Era um horror de rua! Pequena, estreita, acavalados uns nos outros! Uma vizinhança a postos, ávida de mexericos! Qualquer bagatela, o trotar de uma tipoia, e aparecia por trás de cada vidro um par de olhos repolhudos a cocar!
E era logo um badalar de línguas por aí abaixo, e conciliábulos, e opiniões formadas, e fulano é indecente e fulana é bêbada...
—
É o diabo! — disse Sebastião.
—
A Luísa é um anjo, coitada — dizia Jorge passeando pela saleta —, mas tem coisas em que é criança! Não vê o mal. É muito boa, deixa-se ir. Com este caso da Leopoldina, por exemplo: foram criadas de pequenas, eram amigas, não tem coragem agora para a pôr fora! É acanhamento, é bondade. Ele compreende-se! Mas enfim as leis da vida têm as suas exigências!. .
E depois de uma pausa:
—
Por isso, Sebastião, enquanto eu estiver fora, se te constar que a Leopoldina vem por cá, avisa a Luísa! Porque ela é assim, esquece-se, não reflexiona. É necessário alguém que a advirta, que lhe diga: "Alto lá, isso não
pode ser!" Que então cai logo em si, e é a primeira!.. Vens por aí, fazes-lhe companhia, fazes-lhe música, e se vires que a Leopoldina aparece ao largo, tu logo: "Minha rica senhora, cuidado, olhe que isso não!" Que ela, sentindo-se apoiada, tem decisão. Se não, acanha-se, deixa-a vir.
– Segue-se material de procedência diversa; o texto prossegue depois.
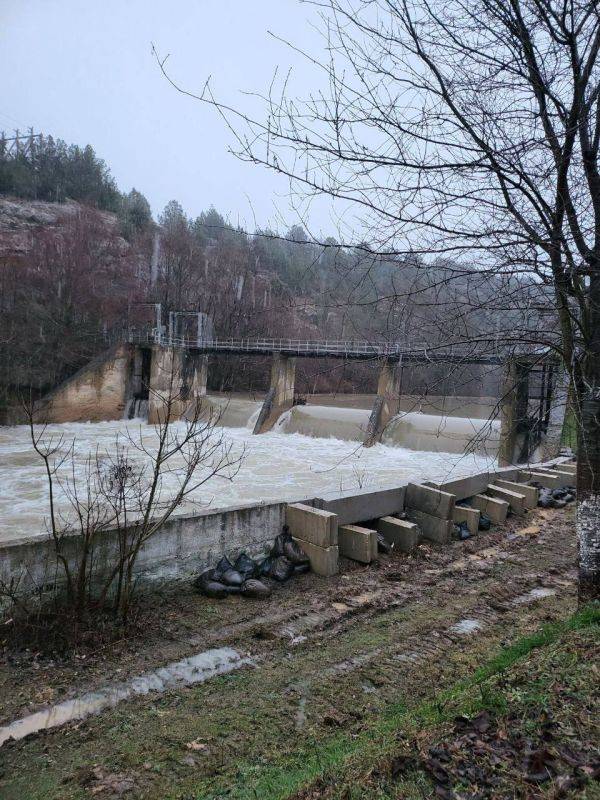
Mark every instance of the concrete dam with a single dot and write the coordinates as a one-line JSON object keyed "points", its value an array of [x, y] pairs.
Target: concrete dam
{"points": [[308, 450]]}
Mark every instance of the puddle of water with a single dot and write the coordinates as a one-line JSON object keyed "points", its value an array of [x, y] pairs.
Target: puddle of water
{"points": [[467, 626], [195, 669], [534, 594], [301, 714]]}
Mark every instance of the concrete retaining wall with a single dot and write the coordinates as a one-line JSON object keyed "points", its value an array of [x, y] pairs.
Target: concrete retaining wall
{"points": [[182, 548], [187, 545]]}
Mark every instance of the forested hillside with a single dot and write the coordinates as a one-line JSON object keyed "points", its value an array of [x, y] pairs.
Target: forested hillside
{"points": [[80, 261]]}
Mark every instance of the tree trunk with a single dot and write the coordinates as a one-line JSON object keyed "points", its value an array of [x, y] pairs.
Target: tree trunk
{"points": [[588, 500], [588, 455]]}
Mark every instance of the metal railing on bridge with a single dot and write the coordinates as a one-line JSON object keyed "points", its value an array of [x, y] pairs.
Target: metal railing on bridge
{"points": [[484, 351]]}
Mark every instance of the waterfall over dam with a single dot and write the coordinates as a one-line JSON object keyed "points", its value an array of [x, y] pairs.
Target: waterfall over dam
{"points": [[446, 432]]}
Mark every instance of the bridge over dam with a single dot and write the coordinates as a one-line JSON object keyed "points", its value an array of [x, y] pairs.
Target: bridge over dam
{"points": [[136, 377]]}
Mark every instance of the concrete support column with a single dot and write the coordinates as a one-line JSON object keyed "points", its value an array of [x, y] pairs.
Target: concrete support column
{"points": [[387, 402], [177, 376], [280, 396], [513, 412], [559, 401]]}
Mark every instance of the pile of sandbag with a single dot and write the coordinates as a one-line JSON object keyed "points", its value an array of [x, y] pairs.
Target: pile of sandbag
{"points": [[555, 498], [252, 578]]}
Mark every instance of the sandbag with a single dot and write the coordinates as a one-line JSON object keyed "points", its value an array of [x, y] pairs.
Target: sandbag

Sofre com isso, mas não tem coragem de lhe dizer: "Não te quero ver, vai-te!" Não tem coragem para nada; começam as mãos a tremer-lhe, a secar-se-lhe a boca. . É mulher, é muito mulher.. Não te esqueças, hem, Sebastião?
—
Então havia de me esquecer, homem?
Sentiram então o piano na sala e a voz de Luísa ergueu-se, fresca e clara, cantando a Mandolinata:
Amici, la notte è bella,
La luna va spuntare.
—
Fica tão só, coitada!. . — disse Jorge.
Deu alguns passos pelo escritório, fumando, com a cabeça baixa:
—
Todo o casal bem organizado, Sebastião, deve ter dois filhos! Deve ter pelo menos um!. .
Sebastião coçou a barba em silêncio — e a voz de Luísa, elevando-se com certo esforço áspero, nos altos da melodia:
Di cà, di là per la città
Andiamo a transnottare. .
Era uma tristeza secreta de Jorge — não ter um filho! Desejava-o tanto! Ainda em solteiro, nas vésperas do casamento, lá sonhava aquela felicidade: o seu filho! Via-o de muitas maneiras: ou gatinhando com as suas perninhas vermelhas, cheias de roscas, e os cabelos anelados, finos como fios de seda; ou rapaz forte, entrando da escola com os livros, alegre e de olho vivo, vindo mostrar-lhe as boas notas dos mestres; ou, melhor, rapariga crescida, clara e rosada, com um vestido branco, as duas tranças caídas, vindo pousar as mãos nos seus cabelos já grisalhos..
Vinha-lhe, às vezes, um medo de morrer sem ter tido aquela felicidade completadora!
Agora, na sala, a voz aguda de Ernestinho perorava; depois, no piano, Luísa recomeçou a Mandolinata, com um brio jovial.
A porta do escritório abriu-se, Julião entrou:
—
Que estão vocês aqui a conspirar? Vou-me safar, que é tarde! Até à volta, meu velho, hem? Também ia contigo tomar ar, respirar, ver campos, mas. .
E sorriu com amargura. — Addio! Addio!
Jorge foi iluminar-lhe ao patamar, abraçá-lo outra vez. Se quisesse alguma coisa do Alentejo. .
Julião carregou o chapéu na cabeça:
—
Dá cá outro charuto, por despedida! Dá cá dois!
—
Leva a caixa! Eu em viagem só fumo cachimbo. Leva a caixa, homem!
Embrulhou-lha num Diário de Notícias; Julião meteu-a debaixo do braço, e descendo os degraus:
—
Cuidado com as sezões, e descobre uma mina de ouro!
Jorge e Sebastião entraram na sala. Ernestinho, encostado ao piano, torcia as guias do bigodinho, e Luísa começava uma valsa de Strauss — o Danúbio azul.